New chief justiceto study program

Bricks and mortar have always been a popular product among politicians, and brand-new courthouses deliver them from Frankfort back to lawmakers' and judges' home districts.

But Kentucky is now facing a severe budget crisis, and some lawmakers and citizens want to know whether a program to build new courthouses all over the state should outweigh cuts in education, social and judicial services.

Change might be coming. In a recent interview, the new chief justice of the Supreme Court, John D. Minton Jr., who has been in the job less than two months, says he needs to study the program more closely.

Minton recently put a hold on the new $30 million Franklin County judicial center because of concerns about whether it would make more sense and save money to adapt existing buildings rather than starting from scratch.

"We've had a big building era, but we're headed into an era of budget constraints," he said. "Whether we can continue to build courthouses in lean budget times is a matter for scrutiny."

Joseph E. Lambert, the previous chief justice, initiated a program to build new courthouses or renovate old ones across the state. In the past decade, $880 million has been allocated for courthouses.

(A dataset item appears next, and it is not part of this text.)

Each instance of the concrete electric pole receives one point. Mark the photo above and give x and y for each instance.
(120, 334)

Steve Royce, a member of Kentuckians for the Commonwealth, would welcome that scrutiny. He says he wants to make sure Kentucky's government is as focused on numerous cuts in services.

"Certainly, in terms of good government, they should be on the table alongside $800 million spent on new courthouses," he said.

For courthouse critics such as Rep. Jim Wayne, D-Louisville, the elephant in the room is that Kentucky has too many counties — only Texas and Georgia have more — and the courthouse building program exemplifies wasteful spending and duplication.

"Most legislators will admit the fact that we cannot afford the Balkanization of Kentucky the way we have it," he said. "They could be designing regional courthouses so we start taking steps toward regionalization of services, but that's a threat to local politicians, so they put pressure on the AOC" (Administrative Office of the Courts).

But both Lambert and Garlan VanHook, head of the AOC facilities, say there was never any discussion of shared justice centers.

"I could not make an intellectually honest case to give less to Robertson County than to Fayette County," Lambert said.

For anything to change, he added, the General Assembly would have to mandate regionalization of services. (Several such attempts have been made throughout the years, but none has ever succeeded.)

"As long as that's the law, I could think of no way in the world to regionalize court services," Lambert said. "I predict that will never happen."

Still, former governor and current state Sen. Julian Carroll, D-Frankfort, said he was pleasantly surprised by Minton's willingness to put the proposed Franklin County judicial center project on hold.

Carroll is representing a Franklin County group that wants to renovate the current courthouse rather than spend $30 million to build a new one in Frankfort's historic downtown.

"I think our former chief justice was a strong advocate of the separation of the three branches, and the stand-alone buildings give an identity" to the judicial branch, Carroll said.

But, Carroll said, the stand-alone identity may not be the most important thing right now.

"With state and county governments hurting so direly for funds," he said, "we've got to be more judicious in the use of our tax dollars."